The total cost of a loan is affected by compound interest, which is interest that accrues on the principal of the loan and on any previously unpaid interest. Compound interest can make a loan more expensive than a simple interest loan, as the borrower will end up paying interest on both the principal and any accrued interest.

## How Does Compound Interest Affect the Monthly Payment on a Loan?

To calculate the monthly compound interest payment on a loan, you will need to know the loan amount, the interest rate, and the number of years of the loan. The interest rate is usually given as an annual percentage rate (APR). The number of years is usually given as a term, such as 3 years or 5 years.

Compounding can have a significant effect on the monthly payment amount. For example, if you have a three-year \$100 loan at an APR of 5%, your monthly payments would be \$3.13 with simple interest and \$3.27 with compound interest. The difference of just \$0.14 may not seem like much, but it can add up over time!

Here is a more detailed example:

Suppose you take out a three-year, \$1,000 loan at 5% APR.
– With simple interest, you would pay \$50 in interest each year, for a total of \$150 in interest over the life of the loan. Your monthly payments would be \$41.67 (\$1,000 divided by 36 months).
– With compound interest, your monthly payment would be \$33.33 (\$1,000 divided by 30 months), but you would pay a total of\$164.17 in interest over the life of the loan.
In this instance, compound interest costs you an additional \$14.17 in interest over the life of the loan!

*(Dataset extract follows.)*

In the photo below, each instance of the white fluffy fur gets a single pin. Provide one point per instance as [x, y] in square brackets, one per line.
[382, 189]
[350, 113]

## What are Some Ways to Reduce the Cost of a Loan with Compound Interest?

Compound interest is when you earn interest on your original investment, plus any interest that has accrued. The longer you leave your money in the account, the more interest you will accrue, and the higher your balance will grow.

To reduce the cost of a loan with compound interest, you can:
-Make extra payments toward the principal balance of your loan.
-Pay off your loan as early as possible.
-Refinance your loan to a lower interest rate.